Over 200 species of both migratory and non-migratory birds have been identified in the marsh. It serves as a wintering ground and stop-over point for migrating waterfowl, which gather in numbers as high as 4,000 in the fall. These waterfowl include American black ducks, wood ducks, and mallards. Constitution Marsh is also used by migrating pied-billed grebes, ospreys, northern harriers, and peregrine falcons; at least 2 and as many as 30 bald eagles can be found there in the winter. Autumn concentrations of swallows once peaked at 100,000, but have dwindled since the mid-1990s. Over 50 different bird species are known to breed within the wildlife sanctuary, including the least bittern, worm-eating warbler, Virginia rail, Louisiana waterthrush, northern cardinal, spotted sandpiper, gray catbird, common yellowthroat, marsh wren, eastern phoebe, swamp sparrow, and willow flycatcher, as well as the wood thrush, which breeds in the forest near the swamp. The marsh was included in bird habitat studies in 1986–1987 and again in 2005. The results revealed that the diversity of breeding bird species is steadily decreasing as the red-winged blackbird becomes dominant.

In addition to its value as a bird habitat, it is also an important nursery and spawning area for fish, including striped bass, shad, herring, and mummichog. Some 1,000 snapping turtles live in the marsh, and frequently lay their eggs at the nearby Boscobel estate grounds. The area contains invasive species like common reed, purple loosestrife, water caltrop, zebra mussels, and mute swans.

==History==
The marsh itself is estimated to be 4,000–5,000 years old. It is crisscrossed by a series of channels dug in the 1830s as part of wild rice farming efforts. The site was purchased by New York State in 1969, and has been managed by the National Audubon Society since 1970.
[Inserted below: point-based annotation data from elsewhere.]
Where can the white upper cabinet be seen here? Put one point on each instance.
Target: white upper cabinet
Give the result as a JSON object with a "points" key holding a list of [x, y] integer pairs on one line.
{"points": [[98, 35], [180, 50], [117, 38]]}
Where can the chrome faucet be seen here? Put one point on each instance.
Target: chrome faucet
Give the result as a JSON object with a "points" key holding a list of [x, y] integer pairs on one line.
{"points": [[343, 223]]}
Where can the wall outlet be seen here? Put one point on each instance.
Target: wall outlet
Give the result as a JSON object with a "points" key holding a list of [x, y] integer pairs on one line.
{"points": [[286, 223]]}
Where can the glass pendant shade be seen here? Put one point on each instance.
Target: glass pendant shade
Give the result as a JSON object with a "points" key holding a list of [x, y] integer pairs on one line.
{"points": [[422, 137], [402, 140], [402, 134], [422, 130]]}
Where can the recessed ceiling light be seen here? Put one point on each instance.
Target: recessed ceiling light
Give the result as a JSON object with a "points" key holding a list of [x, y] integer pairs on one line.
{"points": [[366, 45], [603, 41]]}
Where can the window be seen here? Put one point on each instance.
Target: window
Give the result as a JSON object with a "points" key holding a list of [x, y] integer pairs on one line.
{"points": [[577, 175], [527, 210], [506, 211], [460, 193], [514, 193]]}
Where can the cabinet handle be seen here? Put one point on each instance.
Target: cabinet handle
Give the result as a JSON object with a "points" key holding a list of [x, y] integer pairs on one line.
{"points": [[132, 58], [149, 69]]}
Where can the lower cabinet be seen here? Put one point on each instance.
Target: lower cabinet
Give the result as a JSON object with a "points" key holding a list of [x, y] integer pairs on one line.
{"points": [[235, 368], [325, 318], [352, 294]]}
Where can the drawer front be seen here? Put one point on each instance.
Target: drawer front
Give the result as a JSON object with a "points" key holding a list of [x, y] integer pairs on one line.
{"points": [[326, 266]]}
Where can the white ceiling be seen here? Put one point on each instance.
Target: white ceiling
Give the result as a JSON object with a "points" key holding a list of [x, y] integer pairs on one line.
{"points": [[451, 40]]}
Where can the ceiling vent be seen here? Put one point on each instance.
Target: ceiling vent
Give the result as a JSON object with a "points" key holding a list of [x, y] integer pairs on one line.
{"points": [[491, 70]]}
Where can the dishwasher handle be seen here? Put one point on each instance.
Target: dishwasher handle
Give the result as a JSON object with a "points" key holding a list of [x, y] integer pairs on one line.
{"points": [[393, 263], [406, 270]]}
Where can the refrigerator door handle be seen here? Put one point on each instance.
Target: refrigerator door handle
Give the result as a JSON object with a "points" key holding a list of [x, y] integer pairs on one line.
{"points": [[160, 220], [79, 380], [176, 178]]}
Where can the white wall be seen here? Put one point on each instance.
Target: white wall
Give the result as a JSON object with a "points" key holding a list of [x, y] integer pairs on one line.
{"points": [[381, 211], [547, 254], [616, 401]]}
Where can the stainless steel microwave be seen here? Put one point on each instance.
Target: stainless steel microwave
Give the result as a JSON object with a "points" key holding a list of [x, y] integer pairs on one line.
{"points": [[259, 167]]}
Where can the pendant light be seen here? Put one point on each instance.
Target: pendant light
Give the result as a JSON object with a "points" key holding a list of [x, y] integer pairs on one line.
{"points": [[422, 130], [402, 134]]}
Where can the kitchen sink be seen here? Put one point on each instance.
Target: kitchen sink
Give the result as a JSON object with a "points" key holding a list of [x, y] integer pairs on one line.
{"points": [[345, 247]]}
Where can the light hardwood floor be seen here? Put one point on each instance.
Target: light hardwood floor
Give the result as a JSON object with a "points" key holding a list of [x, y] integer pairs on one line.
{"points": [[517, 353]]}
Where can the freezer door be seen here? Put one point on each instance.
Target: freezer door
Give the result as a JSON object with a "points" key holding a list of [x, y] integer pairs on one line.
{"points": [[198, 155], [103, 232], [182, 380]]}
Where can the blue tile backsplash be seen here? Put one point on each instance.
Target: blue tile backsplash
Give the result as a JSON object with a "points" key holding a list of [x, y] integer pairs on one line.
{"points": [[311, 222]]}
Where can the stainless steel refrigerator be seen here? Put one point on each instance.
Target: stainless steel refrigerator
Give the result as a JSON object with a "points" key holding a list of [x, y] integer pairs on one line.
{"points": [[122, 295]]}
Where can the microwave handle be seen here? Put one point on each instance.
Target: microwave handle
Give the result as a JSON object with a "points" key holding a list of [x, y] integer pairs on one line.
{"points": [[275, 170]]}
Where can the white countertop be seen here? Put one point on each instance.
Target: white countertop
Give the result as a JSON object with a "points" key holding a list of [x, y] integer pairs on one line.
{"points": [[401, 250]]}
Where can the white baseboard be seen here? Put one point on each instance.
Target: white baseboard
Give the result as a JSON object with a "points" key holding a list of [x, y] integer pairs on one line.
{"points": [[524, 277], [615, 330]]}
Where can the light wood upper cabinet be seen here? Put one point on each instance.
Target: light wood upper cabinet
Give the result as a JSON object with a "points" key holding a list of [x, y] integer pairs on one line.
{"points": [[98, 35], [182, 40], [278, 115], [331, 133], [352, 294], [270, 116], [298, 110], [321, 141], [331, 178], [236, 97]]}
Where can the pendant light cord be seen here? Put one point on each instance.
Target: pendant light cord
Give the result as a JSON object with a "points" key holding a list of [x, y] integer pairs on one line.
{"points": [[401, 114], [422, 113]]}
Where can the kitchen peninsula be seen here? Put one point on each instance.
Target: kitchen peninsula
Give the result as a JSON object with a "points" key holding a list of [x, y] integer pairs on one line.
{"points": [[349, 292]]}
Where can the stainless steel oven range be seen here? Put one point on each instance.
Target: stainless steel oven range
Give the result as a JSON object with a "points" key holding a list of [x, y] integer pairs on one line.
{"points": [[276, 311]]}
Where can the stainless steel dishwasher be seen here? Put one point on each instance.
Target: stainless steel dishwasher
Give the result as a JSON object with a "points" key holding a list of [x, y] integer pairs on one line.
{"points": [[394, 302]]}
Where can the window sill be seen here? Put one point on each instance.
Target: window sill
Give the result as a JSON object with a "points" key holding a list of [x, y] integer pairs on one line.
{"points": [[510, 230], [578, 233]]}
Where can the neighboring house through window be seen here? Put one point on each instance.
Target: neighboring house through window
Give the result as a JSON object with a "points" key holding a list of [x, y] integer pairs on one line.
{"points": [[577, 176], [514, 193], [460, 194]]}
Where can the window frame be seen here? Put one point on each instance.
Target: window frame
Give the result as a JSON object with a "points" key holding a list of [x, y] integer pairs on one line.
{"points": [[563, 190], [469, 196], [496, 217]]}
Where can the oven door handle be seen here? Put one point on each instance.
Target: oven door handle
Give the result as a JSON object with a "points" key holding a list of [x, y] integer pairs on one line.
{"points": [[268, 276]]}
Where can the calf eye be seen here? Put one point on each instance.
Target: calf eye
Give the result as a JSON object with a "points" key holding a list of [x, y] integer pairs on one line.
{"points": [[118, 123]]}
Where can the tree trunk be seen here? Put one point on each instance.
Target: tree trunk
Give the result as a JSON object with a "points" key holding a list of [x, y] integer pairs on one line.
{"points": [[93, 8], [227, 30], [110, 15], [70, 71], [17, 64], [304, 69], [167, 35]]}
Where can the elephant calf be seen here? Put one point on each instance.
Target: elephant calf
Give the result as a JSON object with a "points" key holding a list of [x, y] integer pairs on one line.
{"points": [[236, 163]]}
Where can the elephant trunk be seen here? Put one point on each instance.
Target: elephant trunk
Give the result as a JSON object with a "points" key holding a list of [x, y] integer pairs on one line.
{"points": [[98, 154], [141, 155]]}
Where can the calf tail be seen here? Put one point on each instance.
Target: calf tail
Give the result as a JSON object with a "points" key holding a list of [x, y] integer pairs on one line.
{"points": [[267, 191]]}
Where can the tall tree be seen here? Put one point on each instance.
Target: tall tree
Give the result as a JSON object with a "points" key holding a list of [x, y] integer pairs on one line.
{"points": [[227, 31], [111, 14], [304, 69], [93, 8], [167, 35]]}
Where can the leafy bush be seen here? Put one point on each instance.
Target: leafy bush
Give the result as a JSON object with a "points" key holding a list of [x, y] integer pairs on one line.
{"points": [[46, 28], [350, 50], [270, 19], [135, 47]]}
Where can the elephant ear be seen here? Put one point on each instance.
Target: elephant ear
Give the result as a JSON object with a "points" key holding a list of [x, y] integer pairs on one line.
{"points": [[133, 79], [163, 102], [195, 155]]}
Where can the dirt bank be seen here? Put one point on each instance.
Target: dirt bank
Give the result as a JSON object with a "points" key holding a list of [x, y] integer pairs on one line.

Constitution Marsh sits adjacent to Foundry Cove, which was heavily polluted by industrial waste from a nickel–cadmium battery manufacturing plant that operated between 1952 and 1979. In total, 115904 lb of cadmium was released into Foundry Cove, making it "the most cadmium polluted site in the world." Some of the metal spread to Constitution Marsh in high concentration pockets. Sediment dredging efforts in the early 1970s were largely unsuccessful, and extremely high levels of both nickel and cadmium were later observed in the cove and marsh; as a result, the Environmental Protection Agency listed the area as a Superfund site in 1983. Federal remediation of the site was completed in 1995 after extensive dredging conducted in Foundry Cove. Long-term sediment and water monitoring was prescribed for Constitution Marsh, as it was determined that similar dredging there would have caused disproportionate environmental damage. Additionally, the contaminants would soon be buried beneath clean sediment after the remediation of Foundry Cove. Cadmium levels rapidly decreased throughout the area, and after eight years, levels of particulate and soluble metal pollutants were lower than in the Hudson River at New York City.

==Recreation==
Recreational opportunities include hiking trails that lead to a 700 ft boardwalk exploring the marsh, and limited paddling access through the network of man-made channels. The current boardwalk replaced a much shorter version in 2001, and was dedicated to James P. Rod, an environmentalist who served as the warden for the sanctuary from 1982 until his death in 1998. The trails and boardwalk offer expansive views of the Hudson Highlands, including Storm King Mountain and Breakneck Ridge, as well as the United States Military Academy across the river.